I'm doing some work trying to recommend documents, and to do so I am using the Cosine Similarity method. Here is the code for that method:
static double cosineSimilarity(HashMap<String, Double> v1, HashMap<String, Double> v2)
{
Set<String> both = v1.keySet();
both.retainAll(v2.keySet());
double sclar = 0, norm1 = 0, norm2 = 0;
for (String k : both)
{
sclar += v1.get(k) * v2.get(k);
}
for (String k : v1.keySet())
{
norm1 += v1.get(k) * v1.get(k);
}
for (String k : v2.keySet())
{
norm2 += v2.get(k) * v2.get(k);
}
return sclar / Math.sqrt(norm1 * norm2);
}
The problem is that the outcome varies depending on the order that the parameters are passed. For example if I call cosineSimilarity(v1, v2)
it will return 0.3
but if I call cosineSimilarity(v2, v1)
it will return a completely different value.
I figure this has something to do with the fact that Map.keySet()
returns a set backed by the map, but I do not fully understand the implications of this.

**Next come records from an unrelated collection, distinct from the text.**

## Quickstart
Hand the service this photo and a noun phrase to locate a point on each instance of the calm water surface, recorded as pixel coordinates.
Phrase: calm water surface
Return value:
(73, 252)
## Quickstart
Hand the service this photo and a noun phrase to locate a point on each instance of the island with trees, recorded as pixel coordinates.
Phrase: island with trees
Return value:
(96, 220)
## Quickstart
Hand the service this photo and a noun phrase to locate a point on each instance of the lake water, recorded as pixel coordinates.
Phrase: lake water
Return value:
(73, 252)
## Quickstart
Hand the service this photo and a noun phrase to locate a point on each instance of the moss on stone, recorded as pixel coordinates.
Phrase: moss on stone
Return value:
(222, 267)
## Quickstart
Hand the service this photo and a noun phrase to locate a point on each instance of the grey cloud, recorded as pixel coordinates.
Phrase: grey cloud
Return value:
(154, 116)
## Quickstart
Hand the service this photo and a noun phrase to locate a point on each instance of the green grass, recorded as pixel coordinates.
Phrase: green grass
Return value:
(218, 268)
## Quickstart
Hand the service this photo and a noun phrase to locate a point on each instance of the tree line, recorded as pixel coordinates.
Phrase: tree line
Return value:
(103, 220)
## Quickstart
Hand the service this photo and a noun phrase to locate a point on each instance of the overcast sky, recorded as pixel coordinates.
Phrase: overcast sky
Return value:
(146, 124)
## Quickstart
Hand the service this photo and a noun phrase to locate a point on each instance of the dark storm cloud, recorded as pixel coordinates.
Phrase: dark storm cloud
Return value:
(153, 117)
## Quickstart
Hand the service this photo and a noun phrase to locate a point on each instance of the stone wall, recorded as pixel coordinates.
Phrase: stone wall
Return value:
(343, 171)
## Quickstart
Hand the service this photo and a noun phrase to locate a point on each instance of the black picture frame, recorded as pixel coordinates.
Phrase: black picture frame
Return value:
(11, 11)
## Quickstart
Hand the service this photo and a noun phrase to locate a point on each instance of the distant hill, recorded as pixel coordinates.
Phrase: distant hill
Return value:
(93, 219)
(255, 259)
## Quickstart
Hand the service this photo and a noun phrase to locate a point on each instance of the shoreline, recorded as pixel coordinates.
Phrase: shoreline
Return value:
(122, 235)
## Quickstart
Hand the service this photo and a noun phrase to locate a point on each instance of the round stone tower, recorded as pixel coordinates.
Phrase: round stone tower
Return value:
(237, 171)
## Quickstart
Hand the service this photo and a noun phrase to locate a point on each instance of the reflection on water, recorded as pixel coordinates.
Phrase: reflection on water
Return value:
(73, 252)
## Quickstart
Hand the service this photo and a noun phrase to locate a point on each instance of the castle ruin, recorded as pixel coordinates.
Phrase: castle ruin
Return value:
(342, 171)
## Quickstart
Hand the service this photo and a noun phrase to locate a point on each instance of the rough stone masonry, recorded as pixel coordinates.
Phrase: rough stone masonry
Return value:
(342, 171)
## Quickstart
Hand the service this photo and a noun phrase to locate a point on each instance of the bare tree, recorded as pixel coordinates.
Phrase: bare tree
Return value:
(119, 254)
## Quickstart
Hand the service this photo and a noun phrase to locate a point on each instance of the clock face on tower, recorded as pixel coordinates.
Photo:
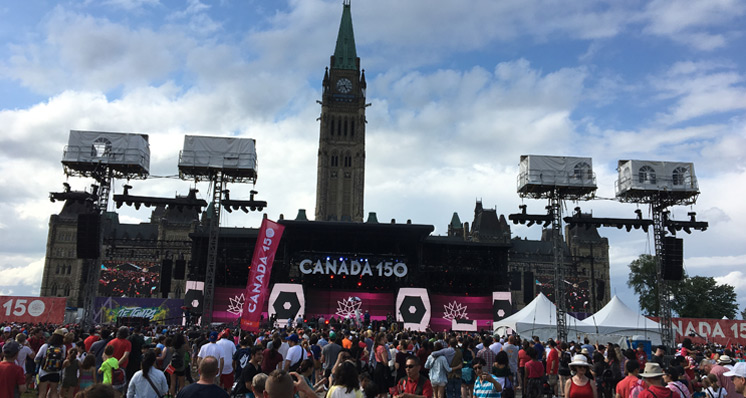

Can anyone see where the method is going wrong?
Try
Set<String> both = new HashSet<String>(v1.keySet());
instead of
Set<String> both = v1.keySet();
You shouldn't modify set you got from keySet
method because map uses it and when you remove elements from it (by retainAll
in your case) elements also removed from map. Example:
Map<Integer, Integer> mp = new HashMap<Integer, Integer>();
mp.put(1, 1);
System.out.println(mp); // output {1=1}
mp.keySet().remove(1);
System.out.println(mp); // output {}